Если в картину можно войти, когда моя нога нажимает на спинку дивана, то не может ли быть, что свет в комнате постепенно гаснет, когда мой вес не давит на пол, и что эти переменчивые коридоры трансформируются под моими шагами? Я решил попробовать обмануть их с помощью своей исцеленной ноги.
На Урсе я не смог бы этого сделать, но на Урсе сам этот корабль-великан рухнул бы под собственной тяжестью, а здесь, на борту, где я мог и раньше бегать и даже прыгать, мне не составит труда обогнать ветер. Я прибавил ходу, но, добравшись до поворота, оттолкнулся от стены и полетел вперед по коридору, как летал между снастями.
Мгновенно я покинул знакомый коридор и очутился среди причудливых углов и призрачных механизмов, где мелькали, словно кометы, сине-зеленые огни, а сам проход извивался, как кишечник червя. Я касался ногами его поверхности, но не ступал полновесными шагами; ноги мои обмякли, точно конечности марионетки, когда опускается занавес. Я несся по коридору, который сузился до мучительно яркой, но все уменьшающейся точки посреди полной темноты.
26. ГУННИ И БУРГУНДОФАРА
Сперва я подумал, что меня подвело зрение. Я дважды моргнул, но лица, такие похожие, не соединились в одно. Тогда я попытался заговорить.
– Все хорошо, – сказала Гунни. Женщина помоложе, казавшаяся теперь не столько ее двойником, сколько младшей сестрой, приподняла мою голову и поднесла чашку к губам.
Мой рот был полон смертной пыли. Я жадно отпил воды, прополоскав полость рта, и почувствовал, как оживают онемевшие ткани.
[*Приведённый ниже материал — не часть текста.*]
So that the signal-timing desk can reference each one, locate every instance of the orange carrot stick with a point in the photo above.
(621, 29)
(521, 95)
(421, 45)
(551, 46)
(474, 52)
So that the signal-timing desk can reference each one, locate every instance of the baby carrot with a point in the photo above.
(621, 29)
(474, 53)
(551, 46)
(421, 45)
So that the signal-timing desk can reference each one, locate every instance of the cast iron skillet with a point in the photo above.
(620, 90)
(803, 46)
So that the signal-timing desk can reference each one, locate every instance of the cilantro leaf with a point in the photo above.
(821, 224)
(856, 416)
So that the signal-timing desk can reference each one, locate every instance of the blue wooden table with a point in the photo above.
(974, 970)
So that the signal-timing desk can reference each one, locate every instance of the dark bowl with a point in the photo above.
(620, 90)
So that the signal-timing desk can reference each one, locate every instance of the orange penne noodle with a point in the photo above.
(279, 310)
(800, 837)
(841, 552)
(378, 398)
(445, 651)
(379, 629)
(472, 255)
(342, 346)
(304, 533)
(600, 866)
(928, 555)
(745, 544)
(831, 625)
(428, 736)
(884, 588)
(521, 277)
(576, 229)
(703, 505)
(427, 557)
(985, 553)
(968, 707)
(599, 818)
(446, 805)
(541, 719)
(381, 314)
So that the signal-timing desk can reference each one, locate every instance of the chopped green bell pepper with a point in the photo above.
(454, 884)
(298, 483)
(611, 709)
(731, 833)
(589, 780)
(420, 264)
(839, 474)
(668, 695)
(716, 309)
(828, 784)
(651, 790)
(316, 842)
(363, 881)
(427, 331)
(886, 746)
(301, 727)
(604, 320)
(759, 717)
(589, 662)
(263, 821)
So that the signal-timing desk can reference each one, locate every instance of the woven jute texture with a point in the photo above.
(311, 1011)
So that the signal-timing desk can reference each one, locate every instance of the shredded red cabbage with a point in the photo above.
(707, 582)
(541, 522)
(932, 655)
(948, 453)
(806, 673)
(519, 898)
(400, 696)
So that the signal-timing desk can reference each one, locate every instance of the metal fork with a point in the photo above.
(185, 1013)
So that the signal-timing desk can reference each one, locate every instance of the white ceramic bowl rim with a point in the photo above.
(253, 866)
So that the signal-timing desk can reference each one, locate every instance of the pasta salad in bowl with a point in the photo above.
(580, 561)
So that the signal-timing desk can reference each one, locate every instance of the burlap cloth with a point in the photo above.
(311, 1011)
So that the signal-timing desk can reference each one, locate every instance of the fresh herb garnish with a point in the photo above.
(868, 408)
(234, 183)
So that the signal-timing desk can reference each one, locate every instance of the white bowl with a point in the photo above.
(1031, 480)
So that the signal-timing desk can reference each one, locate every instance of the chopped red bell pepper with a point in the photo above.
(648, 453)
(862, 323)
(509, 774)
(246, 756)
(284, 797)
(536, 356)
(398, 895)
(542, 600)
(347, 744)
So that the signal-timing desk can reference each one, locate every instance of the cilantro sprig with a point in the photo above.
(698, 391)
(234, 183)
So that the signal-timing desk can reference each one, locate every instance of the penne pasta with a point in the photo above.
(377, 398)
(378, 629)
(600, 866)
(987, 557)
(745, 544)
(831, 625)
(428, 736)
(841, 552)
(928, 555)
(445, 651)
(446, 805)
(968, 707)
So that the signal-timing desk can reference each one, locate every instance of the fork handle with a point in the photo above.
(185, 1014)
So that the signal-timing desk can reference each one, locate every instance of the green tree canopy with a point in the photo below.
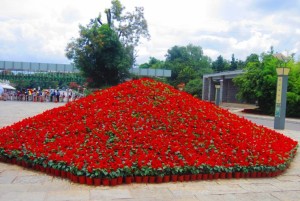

– Что случилось? – спросила Гунни.
– Корабль превращается сам по себе, – сказал я.
Обе отсутствующе кивнули.
– Он приспосабливает себя под нас там, где мы находимся. Я бежал слишком быстро – или недостаточно уверенно касался пола. – Попытавшись сесть, я удивился, что мне это удалось. – Я попал в ту часть корабля, где вовсе не было воздуха – только какой-то газ, который, по-моему, воздухом не назовешь. Возможно, это отсек для людей из другого мира или он вообще не предназначен для людей, я не знаю.
– Можешь подняться? – спросила Гунни.
Я кивнул; но, окажись мы на Урсе, я упал бы, если бы попробовал сделать это. Даже на корабле, где падение так замедлено, обеим женщинам пришлось поддержать меня под руки, словно я напился в стельку. Они были одного роста (то есть почти моего роста), с большими черными глазами и широкими симпатичными лицами, усыпанными веснушками и обрамленными темными волосами.
– Ты – Гунни?.. – пробормотал я.
– Мы обе, – ответила младшая. – Я нанялась на последний рейс. А она здесь, наверно, уже давно.
– Уже много рейсов, – подтвердила Гунни. – По времени – вечность, но это меньше чем ничто. Время здесь – не то время, к которому ты привыкла на Урсе, Бургундофара.
– Подождите! – запротестовал я. – Мне надо прийти в себя. Нет ли здесь какого-нибудь укромного места, где мы могли бы отдохнуть?
Младшая указала в сторону сумрачной арки:
– Мы как раз оттуда.
Через арку я разглядел струи воды и множество сидений.
Гунни подумала и снова взяла меня под руку.
На высоких стенах красовались большие маски. Слезы медленно струились из их глаз и звучно падали в резервуары и стоявшие по краям чаши, одну из которых младшая наполнила для меня. В дальнем конце зала виднелась изогнутая крышка люка; по его конструкции я понял, что он ведет на палубу.
Я уселся между женщинами и произнес:
– Итак, вы обе – один и тот же человек. У меня нет оснований не доверять вашим словам.